# Slow download rate using scp



## blind0ne (Dec 24, 2021)

Hello, Is it normal for scp-cli? 
Should I reinstall system completely? 
The network is fine, speedtest gives 100mb/s
Thanks


----------



## Phishfry (Dec 24, 2021)

scp depends on ssh for authentication.
As such I would imagine that speed would depend on the algorithm you chose for ssh encryption.
Have you tested different schemes?









						Copy files without encryption (ssh) in local network
					

scp works well in all cases, but the Raspberry Pi is to weak to copy files efficiently in a secure environment (lan). The theoretically possible 6,75 MB/s via 54 Mbit wireless lan shrink down to ab...

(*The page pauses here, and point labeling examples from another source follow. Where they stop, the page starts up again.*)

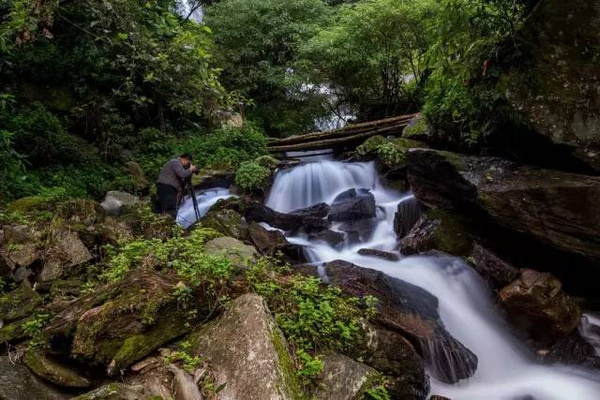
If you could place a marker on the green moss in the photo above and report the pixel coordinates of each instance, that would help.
(53, 372)
(19, 303)
(287, 368)
(370, 145)
(451, 237)
(419, 129)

					unix.stackexchange.com


----------



## gpw928 (Dec 24, 2021)

I see that security/openssh-portable now has "NONE Cipher Support" in the  build options.

This was something that got removed some years back and always smacked to me of the "nanny state" very hard at work.

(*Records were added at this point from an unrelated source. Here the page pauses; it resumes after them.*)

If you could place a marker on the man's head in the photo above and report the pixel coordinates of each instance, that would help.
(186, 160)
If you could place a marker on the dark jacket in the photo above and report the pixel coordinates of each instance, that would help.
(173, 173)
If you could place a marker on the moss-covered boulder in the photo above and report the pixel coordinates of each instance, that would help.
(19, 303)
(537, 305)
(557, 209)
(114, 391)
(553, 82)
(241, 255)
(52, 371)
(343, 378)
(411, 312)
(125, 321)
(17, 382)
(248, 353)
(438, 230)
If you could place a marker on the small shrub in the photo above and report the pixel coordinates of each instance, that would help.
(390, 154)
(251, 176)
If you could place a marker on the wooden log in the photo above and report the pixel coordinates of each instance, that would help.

So, I assume that you can now build a local copy of ssh with an option "-c none" to disable encryption, which speeds up data transfer considerably.

Of course, that means that you have to take responsibility for the security implications.


----------



## blind0ne (Dec 28, 2021)

The problem no only in scp


----------



## blind0ne (Dec 28, 2021)

Speedtest also looks strange, the computer on the same network has 100/100


----------



## blind0ne (Dec 28, 2021)

Loaded from another drive with old installation. Looks like my current installation was "hacked" or something like this. How can I "fast" backup everything including browser history, ect


----------